ラップ口座・ファンドラップで購入される商品とは

ファンドラップは基本的に投資信託を組み合わせてポートフォリオを構成するというのは前述の通りです。

よく考えてみてください。インデックスファンドへの投資に年間1〜2%の手数料が安いでしょうか?

よくプロの判断とかいいますけれども、投資信託やインデックス連動運用にプロの判断はほとんど必要ありません。ポートフォリオの組み方さえ自分で勉強して決めておけば、あとは機械的に購入するだけ、判断はほとんど必要ありません。

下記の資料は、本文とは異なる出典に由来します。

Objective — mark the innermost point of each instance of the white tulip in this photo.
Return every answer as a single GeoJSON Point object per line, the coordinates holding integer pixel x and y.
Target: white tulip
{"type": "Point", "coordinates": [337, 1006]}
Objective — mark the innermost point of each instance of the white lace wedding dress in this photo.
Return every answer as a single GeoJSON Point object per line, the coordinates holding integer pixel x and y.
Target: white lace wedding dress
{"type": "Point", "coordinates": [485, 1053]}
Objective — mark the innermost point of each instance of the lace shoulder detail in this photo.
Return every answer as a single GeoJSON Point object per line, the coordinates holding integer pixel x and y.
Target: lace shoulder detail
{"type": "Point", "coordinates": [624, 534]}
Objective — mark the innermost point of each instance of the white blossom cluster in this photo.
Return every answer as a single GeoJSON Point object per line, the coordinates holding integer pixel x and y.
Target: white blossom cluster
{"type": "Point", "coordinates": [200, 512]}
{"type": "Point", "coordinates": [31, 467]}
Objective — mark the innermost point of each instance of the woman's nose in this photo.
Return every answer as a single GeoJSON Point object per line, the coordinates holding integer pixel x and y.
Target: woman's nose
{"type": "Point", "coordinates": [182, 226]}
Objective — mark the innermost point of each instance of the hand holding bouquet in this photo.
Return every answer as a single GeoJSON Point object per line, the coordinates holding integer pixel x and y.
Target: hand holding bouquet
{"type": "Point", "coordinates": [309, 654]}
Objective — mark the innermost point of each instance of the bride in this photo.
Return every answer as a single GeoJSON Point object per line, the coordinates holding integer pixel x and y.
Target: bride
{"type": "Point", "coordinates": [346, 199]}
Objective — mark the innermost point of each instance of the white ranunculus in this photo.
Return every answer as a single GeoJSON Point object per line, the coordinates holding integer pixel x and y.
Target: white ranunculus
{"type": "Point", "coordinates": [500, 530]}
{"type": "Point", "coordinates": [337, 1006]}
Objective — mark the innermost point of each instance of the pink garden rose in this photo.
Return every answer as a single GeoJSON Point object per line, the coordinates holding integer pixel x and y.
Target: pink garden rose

投資信託を活用してグローバルなポートフォリオを組み立てることは、それほど難しくないですよ。

参考までに私の以前の投稿を読んでみてください。

一応、最後に割と低額で購入できるファンドラップをご紹介しておきます。紹介するだけで、私はぜったい買わないですけどねww

・野村証券「野村ファンドラップ」

契約金額は500万円~1000万円以上となっています。市場指数と同程度の収益を目指すバリュープログラムと、市場指数を上回る収益を目指すプレミアプログラムがあります。手数料は最大で1.2%(年・税抜)。さらに投資一任受任料がかかります(固定タイプの場合0.38%)

・大和証券「ダイワファンドラップ」

300万円から始められるファンドラップです。いくつかの運用パターンの例の中から投資家が好みのパターンを選択する形になっています。手数料はいくつか区分がありますが、最大で投資残高の1.2%(年・税抜)

 

・SMBC日興証券「日興ファンドラップ」

1000万円以上から利用できるファンドラップです。手数料は残高の1.2%(年・税抜)。